Patiköy’ün ‘Hanımağa’sı Hülya Balcı

Abone Ol

Kötülüğün sıradanlaştığı, merhametsizliğin altın çağını yaşadığı günümüz dünyasında, Allah’a şükürler olsun ki, iyi kalpli insanlar da var. Bu haftaki yazımı o iyi kalpli insanlardan birini anlatabilmek için kaleme aldım. Çünkü biz gazetecilerin tek görevi fenalığın ‘reytingine’ kapılıp 3’üncü sayfavari haberler yapmak değil; iyi örnekleri de toplumla paylaşmalıyız. Paylaşmalıyız ki; kararmaya yüz tutan kalplerimiz biraz olsun ‘insanlıktan’ nasiplensin.. Şimdi geçelim yazımızın teması olan Patiköy’ün Hanımağası Hülya Balcı’ya…

******

Kastamonu Eğitim ve Araştırma Hastanesi’nde işçi olarak çalışan Hülya Hanım, gerçek manasıyla bir hayvan dostu. İlk başları birkaç hayvana bakan Balcı, çevreden gelen şikâyetler üzerine merkeze bağlı Yukarı Elyakut köyünde bir arazi satın almış. Buraya evladı gibi sevdiği ‘can dostlar’ için bir barınak, kendisi için de  bir konteyner kurduran Hülya Hanım, ‘Patiköy’ ismini verdiği ‘çiftlik’ içinde kimsesiz kedi ve köpeklerden oluşan 70 canlıya bakıyor. İstese,  ‘konforlu’ dairelerde rahat rahat yaşama imkanına sahipken böyle bir zorluğu yüklenen bu güzel insan, koca bir takdiri sonuna kadar hak ediyor.

******

Sabah 4’te uyandığını belirten Hülya Hanım, yaklaşık 3 saat boyunca can dostlara baktıktan sonra saat 07.00’de işine gidiyor. Gün boyu hastanedeki görevini aksatmadan yaptıktan sonra akşam tekrar Patiköy’e dönüş yapan Hülya Hanım, can dostlar için tekrardan temizlik ve yeme-içme  ‘mesaisine’ başlıyor. Tabi merhametin timsali olan Patiköy’de çeşitli eksikliklerle de boğuşmak gerekiyor. Örneğin; elektrik yok, güneş paneli güneş olduğunda elektrik üretiyor ve yaklaşık 3-4 aydır enerji sorunu mevcut. Tüm zorluklara rağmen mücadelesinde yılmayan Balcı, “Maddiyat burada da önüme çıkıyor.
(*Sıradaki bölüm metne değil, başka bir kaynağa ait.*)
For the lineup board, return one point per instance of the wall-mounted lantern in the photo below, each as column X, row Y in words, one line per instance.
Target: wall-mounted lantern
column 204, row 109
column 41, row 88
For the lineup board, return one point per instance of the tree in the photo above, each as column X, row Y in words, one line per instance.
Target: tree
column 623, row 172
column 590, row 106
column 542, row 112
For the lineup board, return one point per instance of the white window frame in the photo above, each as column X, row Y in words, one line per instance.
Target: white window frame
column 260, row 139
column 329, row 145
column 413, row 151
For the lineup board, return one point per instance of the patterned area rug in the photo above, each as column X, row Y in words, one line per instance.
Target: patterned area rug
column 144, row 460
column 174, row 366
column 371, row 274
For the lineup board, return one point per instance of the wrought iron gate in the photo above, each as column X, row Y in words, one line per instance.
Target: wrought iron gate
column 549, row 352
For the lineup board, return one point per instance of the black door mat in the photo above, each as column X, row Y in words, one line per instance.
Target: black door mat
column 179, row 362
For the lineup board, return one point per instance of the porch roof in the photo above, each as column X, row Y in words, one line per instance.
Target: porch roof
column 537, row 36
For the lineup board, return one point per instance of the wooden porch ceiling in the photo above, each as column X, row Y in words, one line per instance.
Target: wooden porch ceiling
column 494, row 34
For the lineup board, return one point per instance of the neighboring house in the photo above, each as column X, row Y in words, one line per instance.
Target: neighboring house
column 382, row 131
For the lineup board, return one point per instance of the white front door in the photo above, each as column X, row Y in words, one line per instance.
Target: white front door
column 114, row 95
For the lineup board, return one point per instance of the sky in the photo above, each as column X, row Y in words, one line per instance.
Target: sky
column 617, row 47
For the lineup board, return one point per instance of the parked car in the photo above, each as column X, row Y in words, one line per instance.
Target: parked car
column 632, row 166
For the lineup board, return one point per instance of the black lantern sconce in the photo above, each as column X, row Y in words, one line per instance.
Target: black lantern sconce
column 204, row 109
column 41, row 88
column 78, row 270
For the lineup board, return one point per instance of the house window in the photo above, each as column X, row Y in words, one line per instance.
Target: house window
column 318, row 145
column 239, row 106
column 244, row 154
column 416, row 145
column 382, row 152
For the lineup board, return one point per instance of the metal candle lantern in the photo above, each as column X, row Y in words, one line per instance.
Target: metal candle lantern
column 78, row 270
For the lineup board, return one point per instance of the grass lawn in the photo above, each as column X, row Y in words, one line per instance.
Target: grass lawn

Her türlü mahrumiyete rağmen çok çok mutluyuz” ifadeleriyle kararlılığını ortaya koymaktan geri durmuyor.

******

Patiköy’ün Hanımağası’nın hayatını vakfederek yaptığı işler ‘çevreden’ büyük takdir görmekle birlikte, çok az bir kesim tarafından da ‘garipseniyor.’ Hayvan sevgisinin menfaatsiz ve çıkarsız olması bakımından ‘saf’ bir sevgi olduğunu dile getiren Hülya Hanım, “Ben herkese bu sevgiyi yaşamalarını tavsiye ediyorum. Huzur ne deseler, aç bir hayvanın doyduğunda gözlerinde beliren minnet teşekkür derim. İnsan ruhu hayvan sevgisini yaşayana kadar aç bence” diyerek ‘kitabın ortasından’ konuşuyor. Kendisiyle yüz yüze tanışma fırsatı bulamadığım, AA ve TRT’nin haberleri sonrası iletişim kurduğum Hülya Hanım’a, sorularımı geri çevirmeyip cevapladığı için çok teşekkür ederim. Kastamonu’ma ilk yolum düştüğünde, nasipse Patiköy’ü ziyaret edip ‘can dostlarla’ vakit geçirmek istiyorum. Bu vesileyle, soğukların etkisini artırdığı şu günlerde sokaklarda yaşayan ‘sevimli dostları’ unutmamamız gerektiğini, hiçbir şey elimizden gelmiyorsa yetkili kurumları (belediye yahut kaymakamlık) bilgilendirmemizin yararlı olacağını hatırlatmak istiyorum.. Kalın sağlıcakla..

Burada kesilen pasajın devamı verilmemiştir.